In dieser "Neuen Mitte" haben bestimmte Erscheinungen der Popkultur mittlerweile die gleiche Funktion wie in der alten Mitte die Erzeugnisse der Hochkultur: Sie dienen der Ab- und Ausgrenzung. Tatsächlich teilt man sich sogar die gleichen Gegner. In seinem ersten Roman denunzierte "Popliterat" Stuckrad-Barre ausgerechnet die "Eiligen": Sie, die "im Cocktail aus Schweiß und brünftigen Rasierwässerchen die Pest der Gemeinschaft" inhalieren, kennen "Wonderwall" von Oasis eben nur vom "Kuschelrock"-Sampler. Würde man "Wonderwall" durch "Moby Dick" ersetzen und "Kuschelrock" durch "Reader's Digest", so könnte diese Bemerkung auch von älteren Feinden der Vermassung stammen.

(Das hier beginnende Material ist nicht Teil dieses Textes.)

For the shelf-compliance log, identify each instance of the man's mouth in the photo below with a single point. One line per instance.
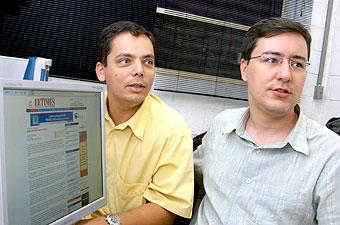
(136, 85)
(282, 90)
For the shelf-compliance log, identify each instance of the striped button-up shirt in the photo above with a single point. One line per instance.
(296, 181)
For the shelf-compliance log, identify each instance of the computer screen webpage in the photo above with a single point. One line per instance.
(52, 153)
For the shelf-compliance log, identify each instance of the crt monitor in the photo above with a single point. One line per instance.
(52, 147)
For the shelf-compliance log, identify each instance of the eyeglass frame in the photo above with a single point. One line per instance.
(290, 60)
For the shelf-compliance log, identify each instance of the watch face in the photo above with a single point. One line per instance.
(113, 219)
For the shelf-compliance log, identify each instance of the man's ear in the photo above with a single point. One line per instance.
(243, 69)
(100, 71)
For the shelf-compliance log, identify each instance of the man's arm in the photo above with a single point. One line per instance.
(148, 214)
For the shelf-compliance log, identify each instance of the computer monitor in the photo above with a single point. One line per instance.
(52, 147)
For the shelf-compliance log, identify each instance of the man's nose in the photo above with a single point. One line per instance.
(285, 70)
(138, 69)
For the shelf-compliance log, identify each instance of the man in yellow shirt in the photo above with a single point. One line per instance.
(148, 144)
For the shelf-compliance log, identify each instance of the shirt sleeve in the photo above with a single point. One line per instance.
(172, 185)
(327, 192)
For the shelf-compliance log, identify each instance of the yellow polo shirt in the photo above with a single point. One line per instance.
(149, 157)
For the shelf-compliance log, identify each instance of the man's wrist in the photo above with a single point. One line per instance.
(112, 219)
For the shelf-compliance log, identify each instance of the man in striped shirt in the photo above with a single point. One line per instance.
(269, 163)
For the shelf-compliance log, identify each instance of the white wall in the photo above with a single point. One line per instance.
(199, 111)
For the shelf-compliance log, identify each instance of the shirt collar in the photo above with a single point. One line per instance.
(137, 122)
(297, 138)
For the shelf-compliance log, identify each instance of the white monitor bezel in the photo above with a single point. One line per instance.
(56, 86)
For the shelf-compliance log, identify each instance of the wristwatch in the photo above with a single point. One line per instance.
(112, 219)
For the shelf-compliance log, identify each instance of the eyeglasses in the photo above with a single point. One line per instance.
(297, 64)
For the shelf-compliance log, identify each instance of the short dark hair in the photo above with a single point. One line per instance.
(271, 27)
(110, 32)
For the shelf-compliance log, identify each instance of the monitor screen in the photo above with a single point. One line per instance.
(52, 151)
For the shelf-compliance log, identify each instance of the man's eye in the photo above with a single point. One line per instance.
(149, 62)
(297, 64)
(124, 61)
(272, 60)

Alexa Hennig von Lange wiederum wird nicht müde, die Fixierung ihrer Romanfiguren auf die neuesten Airmax als Gesellschaftskritik zu präsentieren - sie beklagt ganz traditionell den Verfall der Werte.

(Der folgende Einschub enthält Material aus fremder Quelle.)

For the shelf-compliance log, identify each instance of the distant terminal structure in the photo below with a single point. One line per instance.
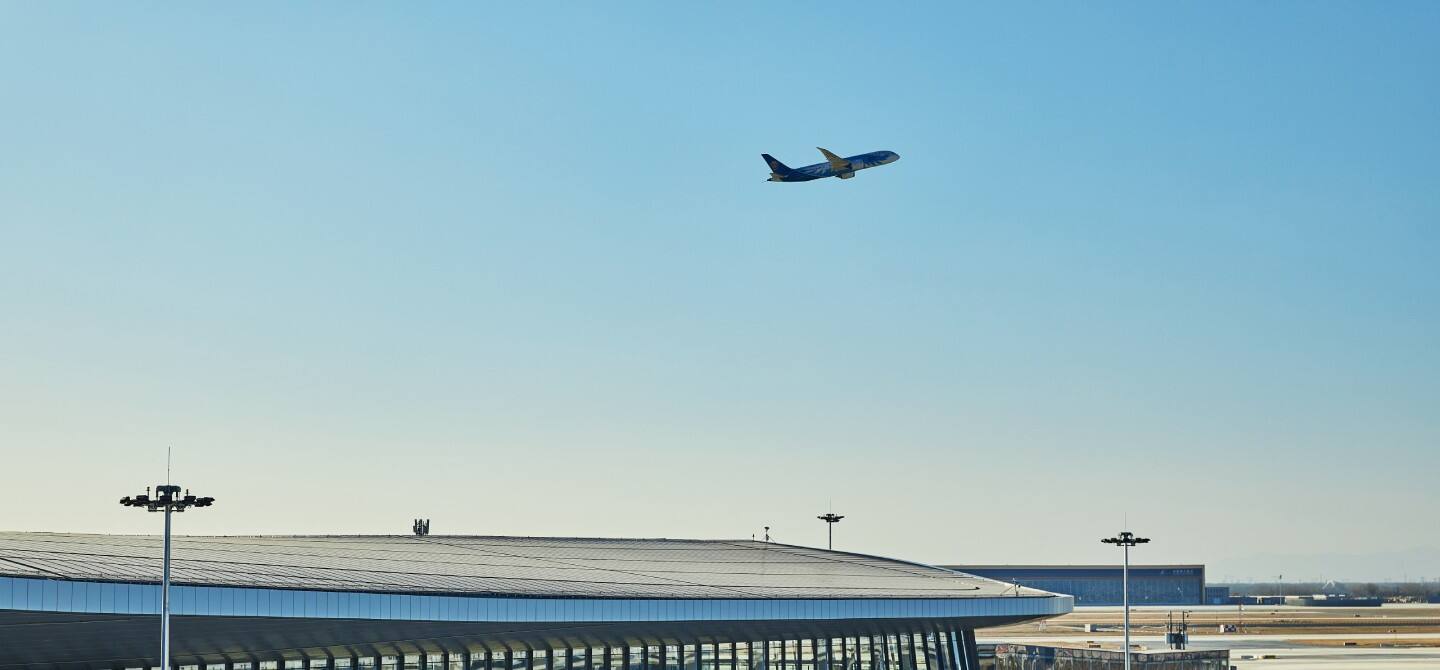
(1096, 585)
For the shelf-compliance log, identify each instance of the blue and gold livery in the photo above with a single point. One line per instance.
(834, 166)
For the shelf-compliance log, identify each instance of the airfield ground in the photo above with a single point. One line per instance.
(1267, 637)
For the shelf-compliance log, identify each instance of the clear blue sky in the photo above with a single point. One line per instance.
(517, 268)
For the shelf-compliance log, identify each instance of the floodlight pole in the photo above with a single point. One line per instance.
(167, 499)
(831, 519)
(1126, 539)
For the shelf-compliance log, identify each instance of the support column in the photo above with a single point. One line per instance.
(935, 650)
(972, 654)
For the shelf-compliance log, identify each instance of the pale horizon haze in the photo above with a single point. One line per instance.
(516, 268)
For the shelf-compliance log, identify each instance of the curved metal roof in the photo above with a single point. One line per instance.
(497, 566)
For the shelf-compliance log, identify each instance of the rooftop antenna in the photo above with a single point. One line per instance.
(831, 519)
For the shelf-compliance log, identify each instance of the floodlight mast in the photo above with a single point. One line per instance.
(167, 499)
(831, 519)
(1126, 539)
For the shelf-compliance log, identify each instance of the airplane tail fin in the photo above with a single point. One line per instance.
(776, 166)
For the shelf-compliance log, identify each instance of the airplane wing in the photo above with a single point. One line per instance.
(835, 162)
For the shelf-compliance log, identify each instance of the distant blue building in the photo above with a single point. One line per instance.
(1093, 585)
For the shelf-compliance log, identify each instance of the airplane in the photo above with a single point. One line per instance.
(834, 166)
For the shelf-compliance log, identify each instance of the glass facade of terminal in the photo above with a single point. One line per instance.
(935, 650)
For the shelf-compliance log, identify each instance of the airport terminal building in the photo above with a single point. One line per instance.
(1095, 585)
(467, 603)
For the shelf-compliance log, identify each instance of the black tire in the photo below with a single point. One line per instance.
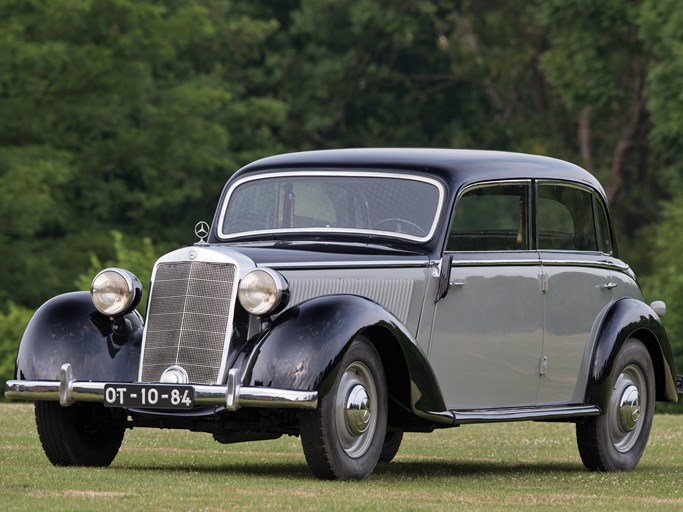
(392, 442)
(616, 440)
(80, 435)
(342, 439)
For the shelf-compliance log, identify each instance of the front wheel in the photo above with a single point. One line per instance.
(616, 440)
(343, 438)
(80, 435)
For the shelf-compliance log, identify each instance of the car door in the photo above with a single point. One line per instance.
(487, 332)
(574, 244)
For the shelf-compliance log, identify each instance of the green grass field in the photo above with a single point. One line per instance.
(515, 466)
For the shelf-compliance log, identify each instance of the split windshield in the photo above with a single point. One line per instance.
(397, 205)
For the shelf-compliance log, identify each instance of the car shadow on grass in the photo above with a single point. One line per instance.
(394, 470)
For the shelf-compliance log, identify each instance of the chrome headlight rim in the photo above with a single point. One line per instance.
(127, 292)
(263, 291)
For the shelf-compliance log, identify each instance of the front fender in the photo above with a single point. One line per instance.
(630, 318)
(68, 329)
(305, 344)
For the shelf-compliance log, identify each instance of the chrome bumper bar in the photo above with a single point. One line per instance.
(68, 391)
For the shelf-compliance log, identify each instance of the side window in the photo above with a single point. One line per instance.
(602, 226)
(564, 218)
(491, 218)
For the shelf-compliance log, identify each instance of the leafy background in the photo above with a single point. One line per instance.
(122, 119)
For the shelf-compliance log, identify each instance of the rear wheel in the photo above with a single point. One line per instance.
(616, 440)
(80, 435)
(342, 439)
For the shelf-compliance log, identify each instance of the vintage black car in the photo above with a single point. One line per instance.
(349, 296)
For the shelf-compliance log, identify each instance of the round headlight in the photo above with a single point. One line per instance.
(261, 291)
(115, 292)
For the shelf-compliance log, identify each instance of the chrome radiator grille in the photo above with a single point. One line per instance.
(188, 322)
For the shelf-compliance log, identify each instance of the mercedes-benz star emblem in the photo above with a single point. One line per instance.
(201, 229)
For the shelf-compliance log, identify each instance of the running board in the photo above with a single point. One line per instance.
(525, 414)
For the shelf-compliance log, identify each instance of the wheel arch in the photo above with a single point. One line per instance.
(303, 348)
(630, 318)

Florian Illies schließlich ist einfach der klassische Spießer im neuen Gewande. Wer GenerationGolf aufmerksam liest, wird - Konsumkultur hin oder her - keine Position finden, die im Kosmos des herrschenden Neokonservatismus einen Generationswechsel ankündigen würde: "68", Klaus Bednarz, politische Überzeugungen und Feminismus sind die Pest; Putzfrauen, der Neue Markt und Martin Walser dagegen klasse. Dabei werden Produkte von Illies als quasi natürliche Erziehungsinstanzen zur Affirmation präsentiert. Etwa der ehemals beliebte Zauberwürfel: "So haben wir früh gelernt, dass es die Basis eines jeden Spiels ist, dass klar ist, was wohin gehört."

Mit der gleichen atemberaubenden Selbstverständlichkeit, mit der Jens Jessen im eingangs genannten Aufsatz seine persönliche Perspektive mit jener des Publikums identifiziert, erklärt Florian Illies sein Spießerleben zum exemplarischen Fall einer Generation. Tatsächlich sind die Texte rund um die "Popliteratur" letztlich das Big Brother von "Angestellten der Medienbranche". Hier kann das Hochkulturmilieu einen voyeuristischen Blick riskieren auf die seltsamen neuen Lebensumstände in einer Zukunftsbranche. Für die jungen Jobaspiranten der Medienberufe wiederum müssen diese Bücher wirken wie Bildungsromane: Hier werden Verhaltenszumutungen für die Zukunft formuliert. In diesem Sinne führen Generation Golf und das DJ-Handbuch die Verkaufscharts der Kölner Buchläden an. Wer es in die Medienklitschen geschafft hat, braucht schließlich keine Bücher mehr: Hier liebt man es, das Monströse, Dämliche, Groteske - sprich: Zlatko - zu imitieren, während man im Internet die Kurse am Neuen Markt studiert.